Le Crédit Agricole d'Ile-de-France accusé d'escroquerie

L'avocat d'un réseau de malfaiteurs a déposé plainte, selon "Le Parisien".

Une agence du Crédit agricole, à Paris, le 16 décembre 2010.
Une agence du Crédit agricole, à Paris, le 16 décembre 2010. (CHRISTOPHE LEHENAFF / PHOTONONSTOP / AFP)

Etonnante plainte. L'avocat d'un réseau de malfaiteur a déposé une plainte contre X. Par ce biais, il vise le Crédit agricole d'Ile-de-France, révèle Le Parisien, vendredi 30 mai. Me Claude Debooser Lepidi reproche aux dirigeants régionaux de la banque "de s'être rendus coupables de faits de complicité d'escroquerie et de blanchissement et recel d'argent, par aide et assistance".

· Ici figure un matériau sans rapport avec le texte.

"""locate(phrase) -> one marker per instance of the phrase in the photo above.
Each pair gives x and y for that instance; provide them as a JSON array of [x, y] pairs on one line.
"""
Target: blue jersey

"Le gang des camions bennes"

Il faut remonter en arrière pour comprendre cette affaire. Six personnes, âgées de 20 à 45 ans ont été mises en examen en décembre. A Chartres, on parle de l'affaire du "gang des camions bennes". Comme le relatait alors L'Echo Republicain, le gang présumé s'était spécialisé "depuis plusieurs mois dans le vol puis le trafic de camions bennes, en particulier des marques Iveco et Renault".

Un petit matin, début décembre, cent gendarmes des Yvelines et d'Eure-et-Loire cernent une propriété en lisière de la forêt d'Epône. Ils prennent les lieux et les fouillent de fond en combre, avec, à la clé, "des armes de calibres différents et des sommes d'argent en liquide". Quatre camions vident la maison qui abritait le présumé gang. Ils sont soupçonnés d'avoir volé plusieurs dizaines de camions, avant de les maquiller pour les revendre en pièces détachées, notamment via internet.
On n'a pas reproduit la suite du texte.